2.2 Experimental Setup
- Dataset: CIFAR-10 (10 classes of images).
- Salience Partition:
- High Salience ($S = 1.0$): Classes 0-4 (e.g., Airplane, Auto, Bird, Cat, Deer).
- Low Salience ($S = 0.1$): Classes 5-9 (e.g., Dog, Frog, Horse, Ship, Truck).
- Dopamine Conditions: Three trials were run with $D = [0.5, 1.0, 1.5]$ representing Low (Fatigue), Normal, and High (Stimulated) states.
3. Results
The experiment revealed distinct learning trajectories based on the interaction between Salience and Dopamine.
3.1 The Salience Gap
In all conditions, High-Salience classes were learned significantly faster than Low-Salience classes. Even at Epoch 1, High-Salience accuracy averaged ~64%, while Low-Salience accuracy hovered near ~12% (random chance). This validates the model's ability to prioritize information based on assigned value.
3.2 The "Dopamine Floor" Effect
The critical finding of this study is the differential impact of Dopamine on the two groups:
| Dopamine Level | High-Salience Accuracy (Final) | Low-Salience Accuracy (Final) |
|---|---|---|
| 0.5 (Low) | 76.2% | 62.0% |
| 1.0 (Normal) | 76.1% | 64.4% |
| 1.5 (High) | 76.2% | 66.8% |
- High Salience is Dopamine-Inelastic: Increasing dopamine from 0.5 to 1.5 had almost no effect on the retention of interesting classes (~76% flat). The intrinsic salience weight ($S = 1.0$) provided sufficient signal strength regardless of global state.
- Low Salience is Dopamine-Elastic: Increasing dopamine significantly improved the retention of "boring" classes. The High-Dopamine state effectively compensated for the lack of interest, forcing the network to learn patterns it would otherwise ignore.
4. Discussion
4.1 "Boredom" as a Computational Penalty
The results quantitatively model the subjective experience of boredom. Under Low Dopamine conditions (D=0.5), the gradient updates for Low-Salience items were so small ($0.1 \times 0.5 = 0.05$) that the model required massive repetition (15 Epochs) to achieve what it achieved in 1 Epoch for High-Salience items.
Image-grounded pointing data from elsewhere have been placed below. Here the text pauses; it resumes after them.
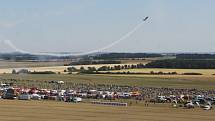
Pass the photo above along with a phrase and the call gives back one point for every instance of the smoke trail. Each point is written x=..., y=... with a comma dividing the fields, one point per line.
x=10, y=44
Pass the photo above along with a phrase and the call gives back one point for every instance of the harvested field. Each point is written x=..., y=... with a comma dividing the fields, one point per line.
x=206, y=72
x=132, y=80
x=14, y=110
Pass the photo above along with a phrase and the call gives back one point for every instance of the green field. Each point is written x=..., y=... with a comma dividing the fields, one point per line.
x=14, y=110
x=131, y=80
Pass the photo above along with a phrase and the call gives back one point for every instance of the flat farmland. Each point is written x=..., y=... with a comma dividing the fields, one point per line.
x=14, y=110
x=206, y=72
x=130, y=80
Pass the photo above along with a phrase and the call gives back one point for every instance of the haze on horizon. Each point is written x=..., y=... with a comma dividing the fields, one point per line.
x=82, y=25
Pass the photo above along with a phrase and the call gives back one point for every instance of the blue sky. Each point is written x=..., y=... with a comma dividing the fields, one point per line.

4.2 Implications for Cognitive Modeling
These findings suggest that Dopamine acts as a floor-raiser, not a ceiling-raiser. In educational or cognitive contexts, increased motivation (or medication) creates the most significant performance gains in subjects the learner finds uninteresting. For subjects of high intrinsic interest, the "Salience" signal is already sufficient to saturate the learning rate.
5. Conclusion
By integrating Surprisal and Relevance into the loss function, we created a neural network that mimics biological resource allocation. The model demonstrates that interest (Salience) is the primary driver of memory, but state (Dopamine) is the critical regulator that determines whether "boring" information can be retained.
The code for this experiment is available on GitHub.